A simple example for this principle is running. You want to start running so you begin with a little exercise. You feel your muscles and joints, you respond accordingly balancing effort and ease and learn about yourself in the process. This enables you to run longer and faster. You learn even more about yourself, how you run, where your comfortable limits are, and even hidden things about your nature that somehow running was able to uncover. Then, ultimately you realize that running is one more thing that connects you to Source, that helps you become aware, that awareness is your foundation of being and that running was the vehicle to get you there. So you go back and run some more.
om bhūr bhuvaḥ svaḥ
tát savitúr váreṇ(i)yaṃ
bhárgo devásya dhīmahi
dhíyo yó naḥ prachodayāt
One of my favorite mantras that also explains this using everything in this world as a method of discovering your True Nature is Gayatri Mantra. One of the oldest mantra's in existence, it states:
Everything on the earth and in the sky and in between is arising from one effulgent source. If my thoughts, words, and deeds reflected a complete understanding of this unity, I would be the peace I'm seeking in this moment.

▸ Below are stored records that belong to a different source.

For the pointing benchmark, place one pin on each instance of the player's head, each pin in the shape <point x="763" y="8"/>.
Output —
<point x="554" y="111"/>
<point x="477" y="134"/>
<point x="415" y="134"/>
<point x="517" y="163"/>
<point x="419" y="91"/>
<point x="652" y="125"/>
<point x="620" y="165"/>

In other words, if I truly understood that everything is connected, I would understand my true identity. I could therefore seek enlightenment (a clear understanding of the Universe as it is--my Awareness connected to the Universe as Awareness) through any means: asana practice, dance, politics, science, parenthood, whatever. All things are invitations toward greater Awareness.
Once the yoga practitioner learns to master a pose by combining good physical alignment, ensuring the right consistency and coordination of movement and breath to establish the flow prana, and keeps a keen focus, the practice changes instantly from merely exercise to a fast track toward enlightenment. There is just as much of an opportunity to find enlightenment by being mindful in a yoga posture (or doing anything else, that is to say) as there is in any stereo-typical modes of enlightenment such as meditation. Truly and asana is a meditation in motion.
While movement is one form of mindfulness, there are methods of mindfulness that are approachable and very beneficial.
Here are two of my favorites:
Sit and close your eyes and begin your ujjaiyi breath. Begin to count your breaths down from 30. In your mind as you exhale count "30", inhale, "29", exhale:"28", etc. If you lose count, start again at 30. If you get to 0, start again at 30. The point isn't to get to 0, it's to keep focused. Set a timer and do this for 5 minutes at first and maybe 10 or 20 when you get good at it.
"There Is" Practice
This is my favorite style of meditation! Sit and close your eyes and allow all judgements and opinions to disappear. Avoid using personal pronouns like I, me, and my. Begin to notice anything and everything that passes by your awareness with the phrase, "There is. . . " If you were to read my mind while I were doing this practice it might sound something like this: "There is typing, there is a hot laptop on lap. There are thoughts of shorting out computer because of sweaty knees. There are feelings of anxiety over ruined laptop . . ." Keep your mind focused on this phrase, "There is" and let your mind go where it wants. Start to identify with all things instead of the small "s" self that things seem to happen to.